Your enterprise’s mileage may vary, but in every place I’ve ever worked at, I’ve taken a pretty dogmatic approach to disk space utilization on VMs, especially ones hosting specialty workloads, such as Engineering or financial applications.
And that dogma is: No workload is special enough that it needs greater than 15% free disk space on its attached volume, non-boot volume.
This causes no end of consternation and panic among technicians who deploy & support software products.
“Don’t fence me in!” they shout via email. “Oh, give me space lots of space on your stack of spindles, don’t fence me in. Let me write my .isos and .baks till the free space dwindles! Please, don’t fence me in,” they cry.
“I can’t stand your fences. Let my IO wonder over yonder,” they bleat, escalating now, to their manager and mine.
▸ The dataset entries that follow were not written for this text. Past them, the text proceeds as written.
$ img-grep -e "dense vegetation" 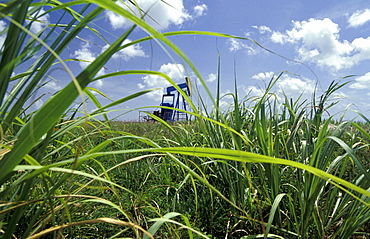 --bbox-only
[0,0,370,238]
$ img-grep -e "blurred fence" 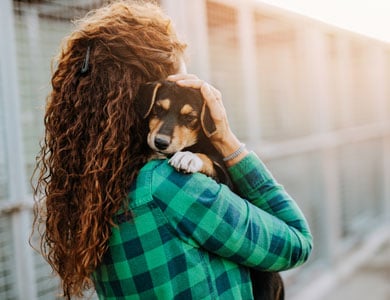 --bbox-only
[0,0,390,299]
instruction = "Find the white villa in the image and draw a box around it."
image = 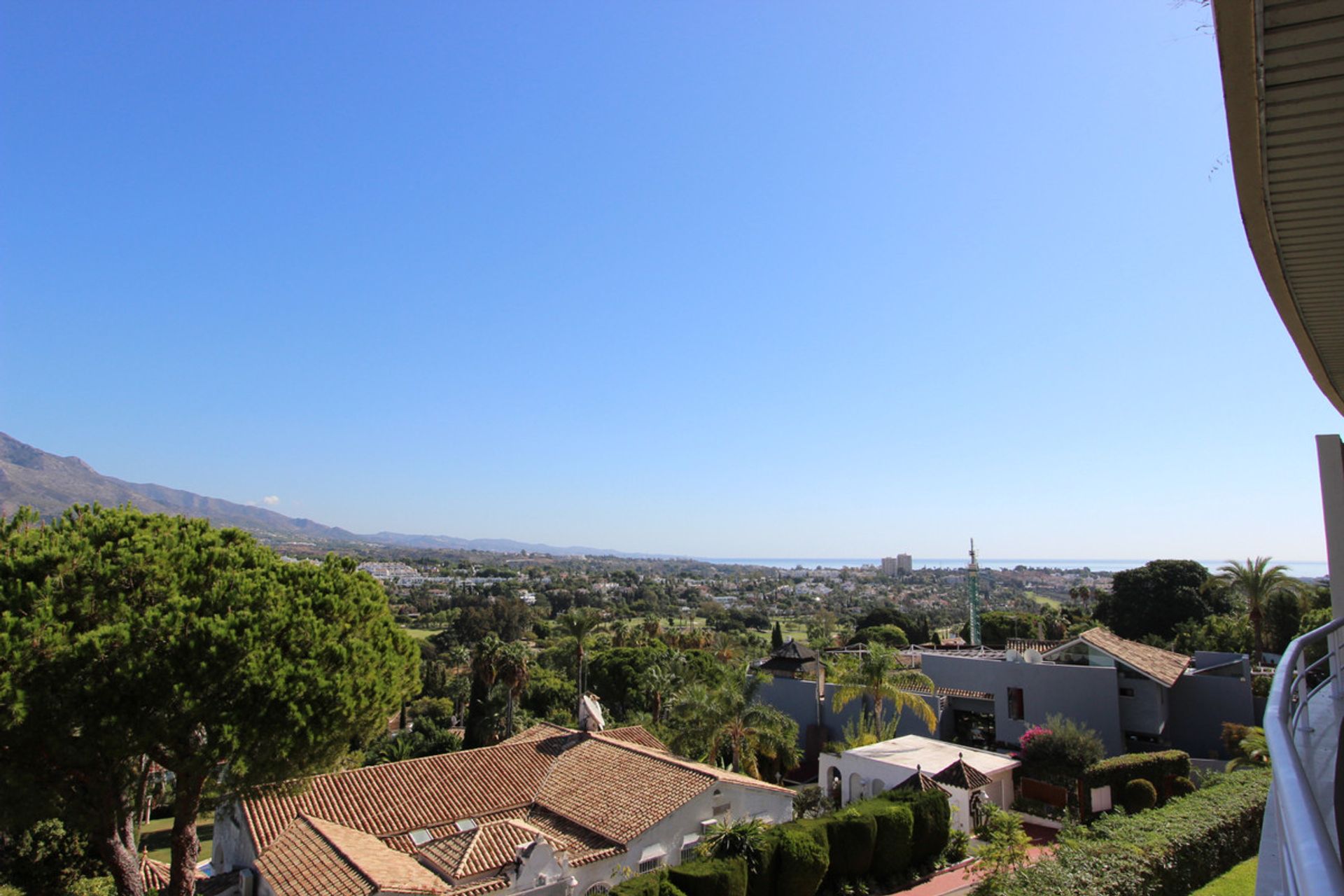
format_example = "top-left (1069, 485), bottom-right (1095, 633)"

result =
top-left (818, 735), bottom-right (1021, 833)
top-left (212, 722), bottom-right (793, 896)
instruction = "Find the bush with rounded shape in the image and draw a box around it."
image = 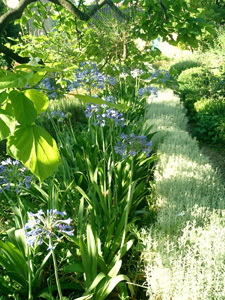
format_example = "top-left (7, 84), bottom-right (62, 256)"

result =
top-left (178, 67), bottom-right (212, 100)
top-left (194, 97), bottom-right (225, 116)
top-left (169, 60), bottom-right (201, 79)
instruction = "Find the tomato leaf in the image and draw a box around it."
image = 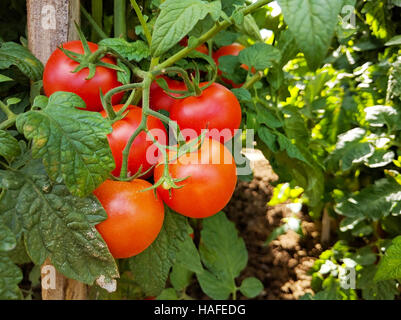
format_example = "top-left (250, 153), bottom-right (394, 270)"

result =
top-left (328, 128), bottom-right (375, 171)
top-left (0, 130), bottom-right (21, 162)
top-left (277, 0), bottom-right (343, 70)
top-left (129, 210), bottom-right (188, 296)
top-left (170, 263), bottom-right (194, 291)
top-left (0, 42), bottom-right (43, 81)
top-left (335, 178), bottom-right (401, 220)
top-left (196, 212), bottom-right (248, 299)
top-left (0, 220), bottom-right (22, 300)
top-left (374, 236), bottom-right (401, 281)
top-left (357, 265), bottom-right (399, 300)
top-left (0, 252), bottom-right (22, 300)
top-left (0, 222), bottom-right (17, 252)
top-left (0, 160), bottom-right (118, 284)
top-left (17, 92), bottom-right (115, 196)
top-left (150, 0), bottom-right (217, 56)
top-left (238, 42), bottom-right (281, 70)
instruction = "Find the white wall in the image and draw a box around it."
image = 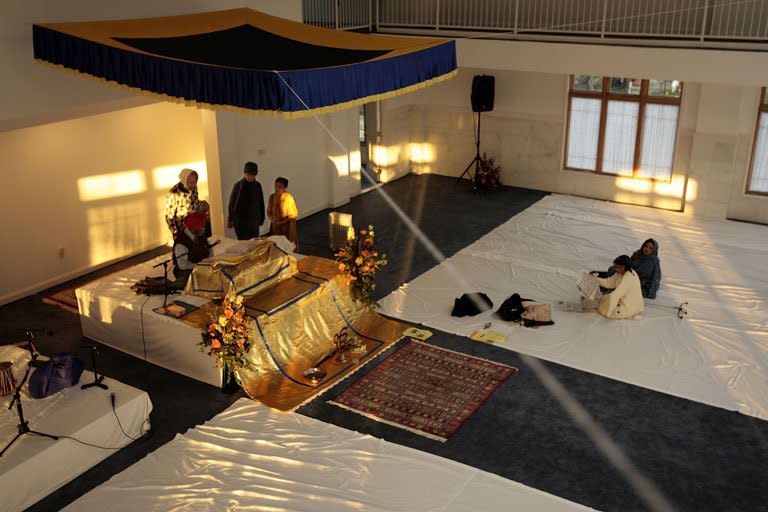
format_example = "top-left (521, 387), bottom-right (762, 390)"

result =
top-left (383, 40), bottom-right (768, 222)
top-left (0, 0), bottom-right (301, 130)
top-left (0, 0), bottom-right (301, 304)
top-left (0, 103), bottom-right (207, 304)
top-left (209, 108), bottom-right (360, 238)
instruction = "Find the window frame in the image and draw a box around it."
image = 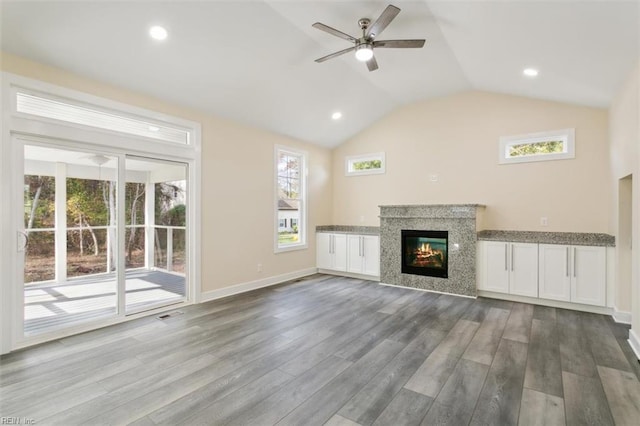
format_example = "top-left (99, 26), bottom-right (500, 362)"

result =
top-left (498, 128), bottom-right (576, 164)
top-left (344, 152), bottom-right (386, 176)
top-left (273, 145), bottom-right (309, 253)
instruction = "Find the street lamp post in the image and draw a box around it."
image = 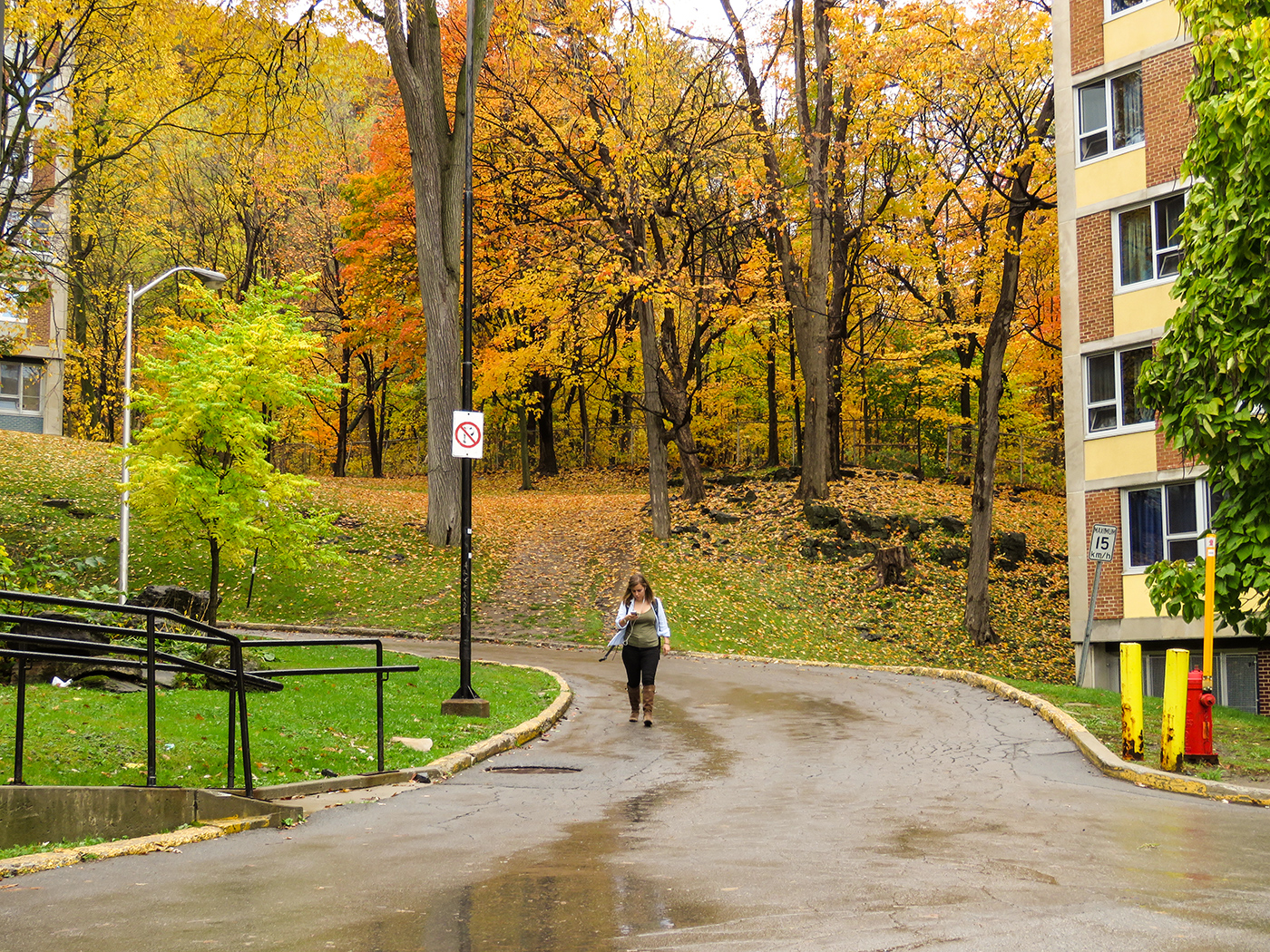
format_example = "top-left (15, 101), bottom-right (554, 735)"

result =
top-left (120, 264), bottom-right (229, 606)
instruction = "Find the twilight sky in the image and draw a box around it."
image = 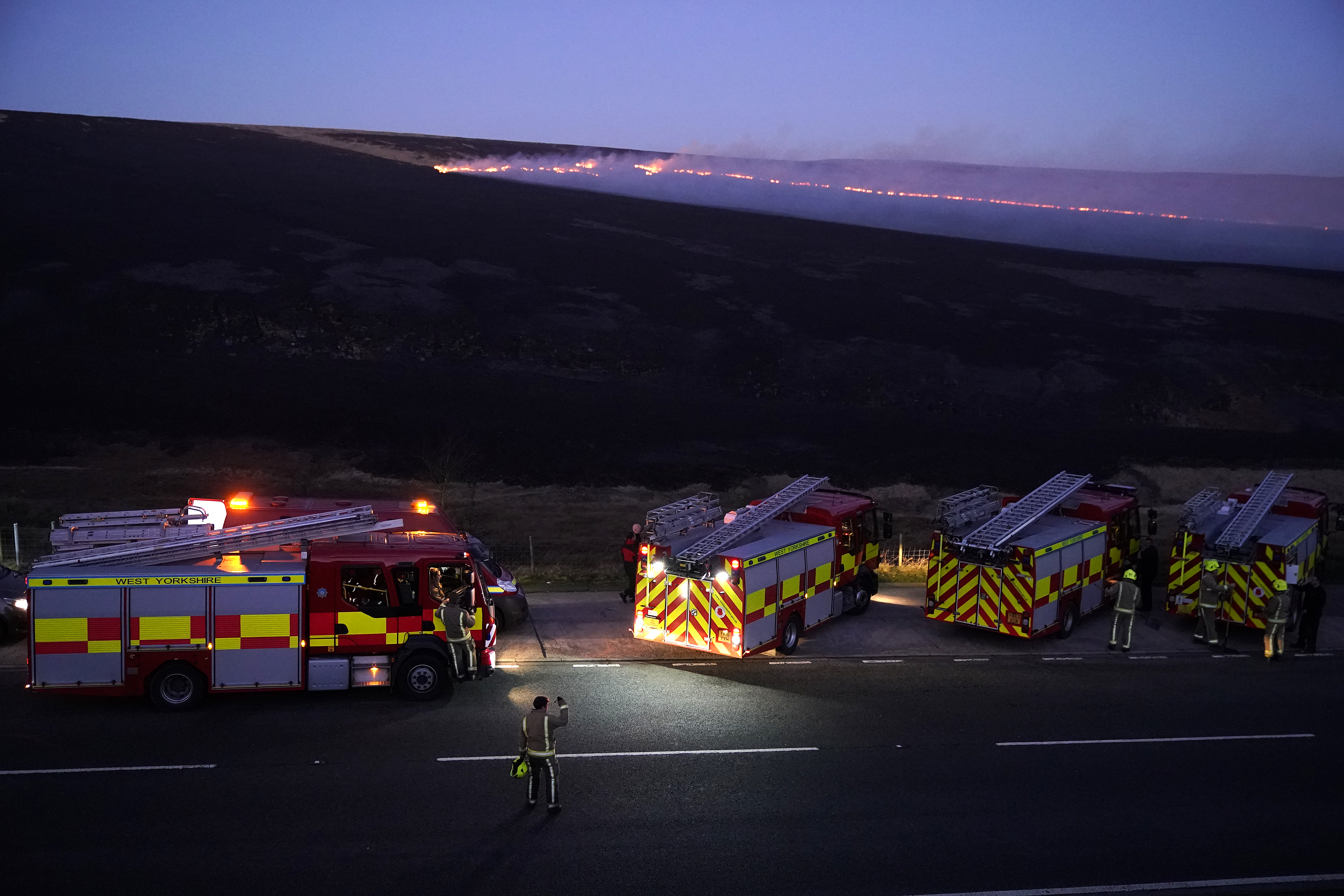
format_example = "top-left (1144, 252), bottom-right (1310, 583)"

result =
top-left (0, 0), bottom-right (1344, 176)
Look, I get it. Seeing that the D: drive is down to 18% free space makes such techs feel a bit claustrophobic. And I mean no disrespect to my IT colleagues who deploy/support these applications. I know they are finicky, moody things, usually ported from a *nix world into Windows. I get it. You are, in a sense, advocating for your customer (the Engineering department, or Finance) and you think I’m getting in your way, making your job harder and your deployment less than optimal.
But from my seat, if you’ve got more than 15% free space on your attached volume in production, you’re wasting my business’ money. I know disk space is cheap, but if I gave all the specialty software vendors what they asked for when deploying their product in my stack, my enterprise would :
- Still have a bunch of physical servers doing one workload, consuming electricity and generating heat instead of being hyper-rationalized on a few powerful hosts
- Lots of wasted RAM & disk resources. 400GB free on this one, 500GB free on that one, and pretty soon we’re talking about real storage space
One of the great things about the success of virtualization is that it killed off the sacred cows in your 42U rack. It gave us in the Infrastructure side of the house the ability to economize, to study the inputs to our stack and adjust the outputs based not on what the vendor wanted, or even what us in IT wanted, but on what the business required of us.
And so, as we enter an age in which virtualization is the standard (indeed, some would argue we passed that mark a year or two ago), we’ve seen various software vendors remove the “must be physical server” requirement from their product literature. Which is a great thing cause I got tired of fighting that battle.
But they still ask for too much space. If you need more than 15% free on any of the attached, MPIO-based, highly-available, high performing LUNs I’ve given you, you didn’t plan something correctly. Here’s a hint: in modern IT, discrimination is not only allowed, but encouraged. I’m not going to provision you space on the best disk I have for backups, for instance. That workload will get a secondary LUN on my slow array!